Situazione nord: i primi dettagli di ciò che Escobar e Osman hanno discusso

Il presidente del Kosovo Vjosa Osmani ha ospitato un incontro di inviato speciale degli Stati Uniti per i Balcani occidentali Gabriel Escobar. Il Presidente Osmani ha in questo caso espresso gratitudine per il chiaro messaggio degli Stati Uniti espresso ieri sugli sviluppi recenti nel nord del paese, così come la richiesta di [...]
Il presidente Osmani si è espresso grazie al chiaro messaggio espresso ieri dagli Stati Uniti riguardo ai recenti sviluppi nel nord del paese, nonché alla richiesta di rimozione immediata delle barricate e alla prevenzione delle minacce e delle intimidazioni dei cittadini locali, nonché agli attacchi alla polizia del Kosovo, ai funzionari delle commissioni elettorali e alla missione EULEX in Kosovo.

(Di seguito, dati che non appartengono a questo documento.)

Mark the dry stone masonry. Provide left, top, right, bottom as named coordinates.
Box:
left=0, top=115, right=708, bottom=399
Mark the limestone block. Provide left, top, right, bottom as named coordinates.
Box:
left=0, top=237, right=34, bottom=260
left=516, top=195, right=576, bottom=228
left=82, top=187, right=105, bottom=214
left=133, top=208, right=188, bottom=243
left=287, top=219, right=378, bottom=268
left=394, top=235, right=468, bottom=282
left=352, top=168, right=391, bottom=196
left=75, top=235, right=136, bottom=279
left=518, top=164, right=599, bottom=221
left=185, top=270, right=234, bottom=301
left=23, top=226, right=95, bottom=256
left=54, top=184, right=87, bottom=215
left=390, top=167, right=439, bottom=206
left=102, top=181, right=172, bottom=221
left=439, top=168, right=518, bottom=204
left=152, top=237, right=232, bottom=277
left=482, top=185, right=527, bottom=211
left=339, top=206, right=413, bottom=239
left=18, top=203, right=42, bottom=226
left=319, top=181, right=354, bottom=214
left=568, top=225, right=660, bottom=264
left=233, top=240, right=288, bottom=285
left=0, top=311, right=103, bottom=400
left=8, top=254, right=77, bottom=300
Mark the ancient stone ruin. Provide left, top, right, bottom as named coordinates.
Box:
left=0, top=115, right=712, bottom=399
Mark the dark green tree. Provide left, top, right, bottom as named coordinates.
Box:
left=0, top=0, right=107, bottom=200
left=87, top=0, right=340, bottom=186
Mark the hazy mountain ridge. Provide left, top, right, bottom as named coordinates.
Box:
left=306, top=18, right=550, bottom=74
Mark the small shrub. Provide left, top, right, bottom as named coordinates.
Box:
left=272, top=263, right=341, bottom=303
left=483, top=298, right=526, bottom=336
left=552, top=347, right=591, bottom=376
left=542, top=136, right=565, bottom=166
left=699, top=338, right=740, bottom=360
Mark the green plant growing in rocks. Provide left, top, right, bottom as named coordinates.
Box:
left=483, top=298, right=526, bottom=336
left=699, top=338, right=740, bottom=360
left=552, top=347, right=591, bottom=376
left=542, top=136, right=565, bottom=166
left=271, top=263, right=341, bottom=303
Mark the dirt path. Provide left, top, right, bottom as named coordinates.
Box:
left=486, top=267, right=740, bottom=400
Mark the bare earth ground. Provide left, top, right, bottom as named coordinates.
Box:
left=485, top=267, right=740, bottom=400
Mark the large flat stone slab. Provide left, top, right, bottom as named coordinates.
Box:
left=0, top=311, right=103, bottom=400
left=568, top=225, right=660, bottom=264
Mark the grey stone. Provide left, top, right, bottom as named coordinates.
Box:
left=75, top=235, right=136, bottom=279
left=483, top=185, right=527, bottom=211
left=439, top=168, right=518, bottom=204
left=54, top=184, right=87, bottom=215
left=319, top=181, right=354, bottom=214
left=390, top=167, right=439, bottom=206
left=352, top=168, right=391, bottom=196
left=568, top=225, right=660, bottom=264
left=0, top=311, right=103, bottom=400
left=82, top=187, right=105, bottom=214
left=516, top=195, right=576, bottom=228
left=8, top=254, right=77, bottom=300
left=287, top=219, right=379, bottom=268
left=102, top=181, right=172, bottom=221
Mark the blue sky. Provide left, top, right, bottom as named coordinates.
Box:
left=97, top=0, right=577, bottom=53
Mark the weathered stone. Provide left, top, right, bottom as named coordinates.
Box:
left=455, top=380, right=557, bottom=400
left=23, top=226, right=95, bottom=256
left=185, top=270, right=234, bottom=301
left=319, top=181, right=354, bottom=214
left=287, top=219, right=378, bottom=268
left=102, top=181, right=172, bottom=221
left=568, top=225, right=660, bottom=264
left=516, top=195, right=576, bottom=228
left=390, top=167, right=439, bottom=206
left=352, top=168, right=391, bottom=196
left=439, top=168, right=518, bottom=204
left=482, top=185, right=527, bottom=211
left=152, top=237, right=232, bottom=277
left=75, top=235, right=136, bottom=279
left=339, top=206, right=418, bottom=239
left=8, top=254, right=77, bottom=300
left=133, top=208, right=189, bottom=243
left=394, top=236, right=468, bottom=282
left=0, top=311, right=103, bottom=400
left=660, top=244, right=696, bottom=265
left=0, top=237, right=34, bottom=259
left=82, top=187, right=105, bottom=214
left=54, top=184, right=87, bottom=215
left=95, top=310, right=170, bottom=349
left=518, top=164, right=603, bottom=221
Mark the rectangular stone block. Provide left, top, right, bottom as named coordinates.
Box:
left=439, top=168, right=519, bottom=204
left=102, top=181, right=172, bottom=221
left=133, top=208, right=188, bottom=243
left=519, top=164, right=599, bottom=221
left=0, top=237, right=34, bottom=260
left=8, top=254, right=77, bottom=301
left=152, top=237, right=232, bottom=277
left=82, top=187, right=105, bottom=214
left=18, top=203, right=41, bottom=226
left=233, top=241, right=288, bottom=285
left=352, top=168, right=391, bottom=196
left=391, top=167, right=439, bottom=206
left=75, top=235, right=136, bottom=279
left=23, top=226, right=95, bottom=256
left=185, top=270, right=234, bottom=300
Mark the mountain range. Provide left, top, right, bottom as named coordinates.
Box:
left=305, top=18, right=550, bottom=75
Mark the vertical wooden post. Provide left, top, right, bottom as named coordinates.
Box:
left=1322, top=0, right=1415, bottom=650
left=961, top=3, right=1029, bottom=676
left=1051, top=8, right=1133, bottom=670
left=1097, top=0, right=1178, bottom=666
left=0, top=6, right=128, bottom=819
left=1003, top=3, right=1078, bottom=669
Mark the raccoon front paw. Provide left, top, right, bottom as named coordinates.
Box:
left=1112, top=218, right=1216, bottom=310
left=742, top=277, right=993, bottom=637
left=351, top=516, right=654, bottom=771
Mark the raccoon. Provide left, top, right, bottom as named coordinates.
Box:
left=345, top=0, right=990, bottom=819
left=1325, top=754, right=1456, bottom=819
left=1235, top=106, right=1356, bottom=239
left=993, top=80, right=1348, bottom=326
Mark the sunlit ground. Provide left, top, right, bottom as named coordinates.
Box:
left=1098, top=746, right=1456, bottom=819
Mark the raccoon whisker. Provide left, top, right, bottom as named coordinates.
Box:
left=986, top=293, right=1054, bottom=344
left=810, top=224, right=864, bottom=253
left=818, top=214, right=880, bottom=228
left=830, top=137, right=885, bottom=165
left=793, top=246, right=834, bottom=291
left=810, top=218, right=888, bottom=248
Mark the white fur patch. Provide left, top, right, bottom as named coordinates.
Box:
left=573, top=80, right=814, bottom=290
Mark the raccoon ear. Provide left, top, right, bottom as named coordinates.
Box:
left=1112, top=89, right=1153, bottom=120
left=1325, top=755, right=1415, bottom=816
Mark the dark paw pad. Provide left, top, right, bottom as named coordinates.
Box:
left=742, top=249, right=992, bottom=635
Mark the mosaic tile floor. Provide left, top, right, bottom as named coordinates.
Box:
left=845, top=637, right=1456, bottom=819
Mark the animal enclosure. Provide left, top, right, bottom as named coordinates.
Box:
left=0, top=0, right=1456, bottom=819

“Alla riunione è stato discusso per i recenti sviluppi nel paese e nella regione. Il presidente Osmani ha sottolineato l'urgenza di rimuovere le barricate nel nord del paese, stabilita da strutture illegali organizzate in bande criminali e condotta da Vuciqi”, riferito nella relazione mediatica.
È stato anche detto che Osmani ha suggerito che gli attacchi contro il Kosovo e le istituzioni internazionali sono crimini per i quali gli autori di questi attacchi devono affrontare urgentemente la giustizia.
In un incontro con l'emissario Escobar, il presidente Osmani ha suggerito che il Kosovo continui ad essere un partito costruttivo per il processo di dialogo, e che le azioni della Serbia stanno cercando di minare il dialogo per il riconoscimento reciproco.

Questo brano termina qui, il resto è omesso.